Welcome to Family Dysfunction
Do you
remember sitting in “The Way Way Back” when third row backwards facing seats
were first installed in family station wagons? Nat Faxon and Jim Rash have
recreated the emotional and physical isolation of that terrible place as a
metaphor for the dilemma faced by awkward, teenaged Duncan (Liam James) as he
begins his fourteenth summer.
The movie
opens with Duncan trapped alone back there while his mother sleeps in the front
seat next to her new boyfriend (Steve Carell) who is peppering him with
humiliating questions. The distance between them is a monstrous mile. They are
heading to Trent’s beach house for a whole summer of testing. Can Duncan adjust
to the new man in his mother’s life? Can they become a family?
The director
delivers the worst of the movie first. By midpoint it would be surprising if we
weren’t in passionate revolt against Steve Carrell’s Trent who is a cold, dense
and unappealing zero. The next door neighbor who lives close enough to reach out
and touch Trent’s house is ever present and overbearing but because she is
played by Allison Janney, we keep hoping for the best. Add an awful couple who
keeps dropping by for loud, alcohol fueled evenings of too loud laughter and
dull witted conversation and the audience could be forgiven for leaving.
To avoid this
dysfunctional family disaster, Duncan rides his bike each day to the nearby
somewhat shabby Wizz Water Park where he has the unexpected good luck of running
into lazy manager Owen and Owen’s co-manager and soul mate Caitlin (a terrific
Maya Rudolph). Owen gives Duncan a staff shirt and a job, and the summer
changes. So does the movie. The odd movie begins to slip into our own emotions
as the boy – inch by slow inch – gains confidence from the friendships and new
responsibilities at the water park. The irrepressible Owen sees that the boy
simply needs encouragement to become himself.
Meanwhile,
back at the beach cottage the family melodrama continues in serial eruptions.
Though Tony Collette’s Pam is clearly a better human being than her shallow
summer companions, she’s been dumped once before and she’s scared to stand up
for herself. She too feels trapped.
On the other
hand, the water park managers – even Lewis (Jim Rash) - morph into bedrock for
Duncan. From there, he dares to grow up.

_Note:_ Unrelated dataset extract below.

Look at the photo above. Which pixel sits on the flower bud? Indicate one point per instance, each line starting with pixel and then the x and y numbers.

If directors Faxon and Rash spent too
long on the awful Steve Carell, they atone for that mistake at the park. This is
a first you get mad, then you laugh, then you cry movie. Sam Rockwell’s Owen
knows exactly when to drop his own comic aggression to lift the fog that clouds
the boy’s adolescent understanding of the life he thinks he can’t change. He
hands Duncan the tools for the job, the boy responds, and finally he ends up
again in the Way Way Back. But this time he is not alone.